Unnamed: 0_level_0,year,country,gdp_pc,democracy_score,merge_check
Unnamed: 0_level_1,<int>,<fct>,<dbl>,<dbl>,<int>
1,1994,United States,7833.0,,1
2,1995,United States,8159.0,,1
3,1996,United States,18529.0,,1
10,1994,USA,,8.0,2
11,1995,USA,,2.0,2
12,1996,USA,,8.0,2


Well there you go then! We can immediately see the problem. 

**But what if I *want* to do an inner, left, or right join?** 

Simple! Do the outer join, then drop the rows you don't want using your `merge_check` variable. e.g. for an inner join, you can do `merged_data = merged_data[merged_data$merge_check == 3,]`, for a left join you can do `merged_data = merged_data[merged_data$merge_check != 2,]`, etc. But crucially, you can now do these *after* you've made sure nothing crazy happened in your merge by looking at the `merge_check` values. 

## Exercises 


**Warm-up:** Merge the three data frames defined below. Your final data
frame should have 9 rows and 5 columns.

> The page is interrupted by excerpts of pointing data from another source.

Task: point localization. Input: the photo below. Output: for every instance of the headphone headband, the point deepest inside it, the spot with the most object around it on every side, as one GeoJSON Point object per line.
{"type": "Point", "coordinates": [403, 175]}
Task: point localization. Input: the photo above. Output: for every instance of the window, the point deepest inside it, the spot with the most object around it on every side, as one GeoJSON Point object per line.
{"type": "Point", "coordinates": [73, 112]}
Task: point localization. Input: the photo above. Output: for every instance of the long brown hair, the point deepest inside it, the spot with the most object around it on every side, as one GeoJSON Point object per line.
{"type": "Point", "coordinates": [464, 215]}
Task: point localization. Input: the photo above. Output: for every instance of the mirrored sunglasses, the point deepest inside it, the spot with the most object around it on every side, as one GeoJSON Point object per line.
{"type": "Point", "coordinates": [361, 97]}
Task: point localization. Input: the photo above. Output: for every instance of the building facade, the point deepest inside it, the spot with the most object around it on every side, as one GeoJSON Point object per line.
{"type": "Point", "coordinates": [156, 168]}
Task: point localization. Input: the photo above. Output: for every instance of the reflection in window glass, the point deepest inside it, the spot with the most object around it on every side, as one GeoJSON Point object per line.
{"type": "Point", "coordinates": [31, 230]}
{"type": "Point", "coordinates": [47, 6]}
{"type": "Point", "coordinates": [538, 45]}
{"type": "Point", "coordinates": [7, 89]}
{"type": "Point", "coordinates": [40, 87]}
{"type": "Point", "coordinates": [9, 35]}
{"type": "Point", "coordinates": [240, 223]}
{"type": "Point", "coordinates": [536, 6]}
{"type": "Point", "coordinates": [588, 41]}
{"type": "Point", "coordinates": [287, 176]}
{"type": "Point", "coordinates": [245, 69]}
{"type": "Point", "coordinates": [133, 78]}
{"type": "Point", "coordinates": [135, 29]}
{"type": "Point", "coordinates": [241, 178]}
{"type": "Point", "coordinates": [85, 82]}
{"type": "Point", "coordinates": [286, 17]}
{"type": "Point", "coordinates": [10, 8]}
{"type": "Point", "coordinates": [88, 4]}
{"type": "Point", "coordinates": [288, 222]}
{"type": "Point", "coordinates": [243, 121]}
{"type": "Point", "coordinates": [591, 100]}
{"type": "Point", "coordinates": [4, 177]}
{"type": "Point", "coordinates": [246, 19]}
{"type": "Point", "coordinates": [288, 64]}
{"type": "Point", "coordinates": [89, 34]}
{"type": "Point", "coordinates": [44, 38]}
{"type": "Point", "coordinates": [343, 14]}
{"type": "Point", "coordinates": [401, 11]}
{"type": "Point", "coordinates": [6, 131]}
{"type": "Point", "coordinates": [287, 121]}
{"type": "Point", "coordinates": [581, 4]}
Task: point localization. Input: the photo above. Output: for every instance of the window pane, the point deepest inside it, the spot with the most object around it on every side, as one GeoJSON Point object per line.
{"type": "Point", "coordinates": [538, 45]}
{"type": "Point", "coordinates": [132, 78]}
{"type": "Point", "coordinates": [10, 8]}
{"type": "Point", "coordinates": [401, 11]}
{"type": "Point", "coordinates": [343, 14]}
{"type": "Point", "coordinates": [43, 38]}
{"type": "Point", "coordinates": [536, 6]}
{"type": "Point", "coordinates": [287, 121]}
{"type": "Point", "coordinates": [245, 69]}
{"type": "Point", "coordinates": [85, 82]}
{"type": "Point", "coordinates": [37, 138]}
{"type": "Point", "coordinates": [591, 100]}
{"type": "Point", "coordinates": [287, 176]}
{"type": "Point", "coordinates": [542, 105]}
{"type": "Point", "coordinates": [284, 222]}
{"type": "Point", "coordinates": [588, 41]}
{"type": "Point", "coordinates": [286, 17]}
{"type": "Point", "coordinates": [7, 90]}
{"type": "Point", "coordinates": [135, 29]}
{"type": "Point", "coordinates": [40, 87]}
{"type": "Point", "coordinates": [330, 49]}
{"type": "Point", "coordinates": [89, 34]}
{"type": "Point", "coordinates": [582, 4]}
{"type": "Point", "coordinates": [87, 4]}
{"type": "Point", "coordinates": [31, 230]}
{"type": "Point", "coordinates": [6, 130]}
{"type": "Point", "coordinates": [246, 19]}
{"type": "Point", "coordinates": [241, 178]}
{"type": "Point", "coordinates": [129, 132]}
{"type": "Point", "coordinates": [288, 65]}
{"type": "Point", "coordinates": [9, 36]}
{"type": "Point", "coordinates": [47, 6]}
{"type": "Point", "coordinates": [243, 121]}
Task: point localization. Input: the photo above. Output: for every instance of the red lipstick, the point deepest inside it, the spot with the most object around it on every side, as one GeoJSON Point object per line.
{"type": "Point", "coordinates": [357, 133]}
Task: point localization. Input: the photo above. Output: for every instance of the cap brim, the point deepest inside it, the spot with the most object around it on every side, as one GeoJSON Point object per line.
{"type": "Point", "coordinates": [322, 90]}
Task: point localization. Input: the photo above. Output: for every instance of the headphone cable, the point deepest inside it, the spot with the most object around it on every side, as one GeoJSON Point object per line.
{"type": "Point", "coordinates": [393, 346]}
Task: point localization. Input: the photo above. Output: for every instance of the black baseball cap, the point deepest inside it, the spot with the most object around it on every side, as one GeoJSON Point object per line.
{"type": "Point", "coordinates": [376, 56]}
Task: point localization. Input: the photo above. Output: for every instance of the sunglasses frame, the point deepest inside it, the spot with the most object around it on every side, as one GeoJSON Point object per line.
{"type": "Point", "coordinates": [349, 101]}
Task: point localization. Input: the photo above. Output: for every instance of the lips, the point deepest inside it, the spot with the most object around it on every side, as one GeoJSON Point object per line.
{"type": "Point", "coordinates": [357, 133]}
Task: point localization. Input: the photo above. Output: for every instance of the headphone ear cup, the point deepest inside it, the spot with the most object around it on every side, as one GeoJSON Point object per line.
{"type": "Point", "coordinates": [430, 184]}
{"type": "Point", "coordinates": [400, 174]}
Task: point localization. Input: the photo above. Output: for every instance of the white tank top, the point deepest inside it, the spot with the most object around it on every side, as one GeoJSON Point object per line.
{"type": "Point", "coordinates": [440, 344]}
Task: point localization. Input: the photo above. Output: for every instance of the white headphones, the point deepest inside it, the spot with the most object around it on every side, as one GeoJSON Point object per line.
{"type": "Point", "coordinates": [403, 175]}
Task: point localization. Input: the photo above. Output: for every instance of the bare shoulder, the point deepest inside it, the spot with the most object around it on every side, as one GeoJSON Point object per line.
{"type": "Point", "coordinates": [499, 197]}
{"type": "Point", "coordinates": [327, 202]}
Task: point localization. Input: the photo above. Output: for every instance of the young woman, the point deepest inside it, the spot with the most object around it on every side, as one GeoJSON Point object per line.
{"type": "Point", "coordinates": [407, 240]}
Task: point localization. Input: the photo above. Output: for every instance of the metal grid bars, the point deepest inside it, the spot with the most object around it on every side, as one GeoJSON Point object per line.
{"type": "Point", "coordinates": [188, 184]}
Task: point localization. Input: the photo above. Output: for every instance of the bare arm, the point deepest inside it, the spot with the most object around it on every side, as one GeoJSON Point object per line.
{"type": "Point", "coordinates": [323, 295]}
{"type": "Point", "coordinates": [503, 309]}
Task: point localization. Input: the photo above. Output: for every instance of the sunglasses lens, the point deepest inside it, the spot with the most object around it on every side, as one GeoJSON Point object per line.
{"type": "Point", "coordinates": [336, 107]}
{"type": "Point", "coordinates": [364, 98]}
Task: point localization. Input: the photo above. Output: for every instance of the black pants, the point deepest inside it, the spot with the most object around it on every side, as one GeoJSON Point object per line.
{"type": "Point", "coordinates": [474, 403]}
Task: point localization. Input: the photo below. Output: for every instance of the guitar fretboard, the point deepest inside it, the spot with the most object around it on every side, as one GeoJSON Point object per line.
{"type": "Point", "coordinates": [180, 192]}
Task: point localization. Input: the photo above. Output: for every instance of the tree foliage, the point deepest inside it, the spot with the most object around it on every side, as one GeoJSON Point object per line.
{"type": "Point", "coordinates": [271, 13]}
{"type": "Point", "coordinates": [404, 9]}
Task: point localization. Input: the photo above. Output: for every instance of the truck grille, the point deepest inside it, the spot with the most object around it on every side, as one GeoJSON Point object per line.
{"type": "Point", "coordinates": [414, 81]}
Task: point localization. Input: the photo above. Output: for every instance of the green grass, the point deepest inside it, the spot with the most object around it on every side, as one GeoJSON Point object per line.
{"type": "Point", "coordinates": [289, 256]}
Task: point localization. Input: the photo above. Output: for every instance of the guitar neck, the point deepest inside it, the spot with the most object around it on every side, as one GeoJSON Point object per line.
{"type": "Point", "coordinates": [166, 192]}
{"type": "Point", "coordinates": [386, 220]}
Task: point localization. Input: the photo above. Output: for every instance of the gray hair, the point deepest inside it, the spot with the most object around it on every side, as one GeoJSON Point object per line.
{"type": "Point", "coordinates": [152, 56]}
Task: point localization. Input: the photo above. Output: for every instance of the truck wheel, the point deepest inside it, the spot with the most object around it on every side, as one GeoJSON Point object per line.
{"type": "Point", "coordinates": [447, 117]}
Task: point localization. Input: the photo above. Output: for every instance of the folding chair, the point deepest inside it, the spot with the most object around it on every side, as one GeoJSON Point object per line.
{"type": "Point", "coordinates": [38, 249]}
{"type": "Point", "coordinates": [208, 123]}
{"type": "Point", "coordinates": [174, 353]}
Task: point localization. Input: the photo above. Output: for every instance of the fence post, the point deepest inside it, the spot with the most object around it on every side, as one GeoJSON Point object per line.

Hint: merge only two data
frames at a time.

In [14]:
df1 <- data.frame(
    name = c("Mary", "Thor", "Sven", "Jane", "Ake", "Stephan",
             "Bjorn", "Oden", "Dennis"),
    treatment_gr = c(rep(c(1, 2, 3), each = 3)),
    weight_p1 = round(runif(9, 100, 200), 0)
    )
df2 <- data.frame(
    name = c("Sven", "Jane", "Ake", "Mary", "Thor", "Stephan", 
             "Oden", "Bjorn"),
    weight_p2 = round(runif(8, 100, 200), 0)
    )                           
df3 <- data.frame(
    treatment_gr = c(1, 2, 3),
    type = c("dog-lovers", "cat-lovers", "all-lovers")
    )


**More extensive:** A prominent economic theory predicts that higher
income inequality should be associated with more redistribution from
the rich to the poor (Meltzer and Richard 1981). Let's create a
dataset that will allow us to test this prediction using
U.S. state-level data.

1. Download data on inequality and tax collection (links below). Take
a moment to familiarize yourself with the codebooks. Then read each
dataset into R.
* [Dataset](../data/Frank_All_v97.csv) with six measures of inequality
(originally from [Mark W. Frank](http://www.shsu.edu/eco_mwf/inequality.html)). 
* [Tax data](http://www.census.gov/govs/statetax/historical_data.html) that
can be used to measure fiscal capacity/redistribution. Use 
the "State Government Tax Collections" link. 


2. Keep only the Year, State, Name, Total Taxes, and Total Income
Taxes variables in the tax dataset, and rename these if
necessary. Keep all the variables in the inequality dataset. Subset
both datasets to be in the year range 1960-2012. 

3. Merge the two datasets. Take a moment to think about how to do
this. Your final dataset should have 2650 rows and 12 variables. (Keep
only data on the 50 states; 50 states x 53 years = 2650 observations.)
Hint: You may find [this dataset with state identifiers](../data/State_FIPS.csv) 
helpful. 

4. The Total Tax and Total Income Tax variables from the tax dataset have
commas in them, and are therefore not numeric. Remove the commas and 
convert the variables to numeric. Hint: `gsub()`.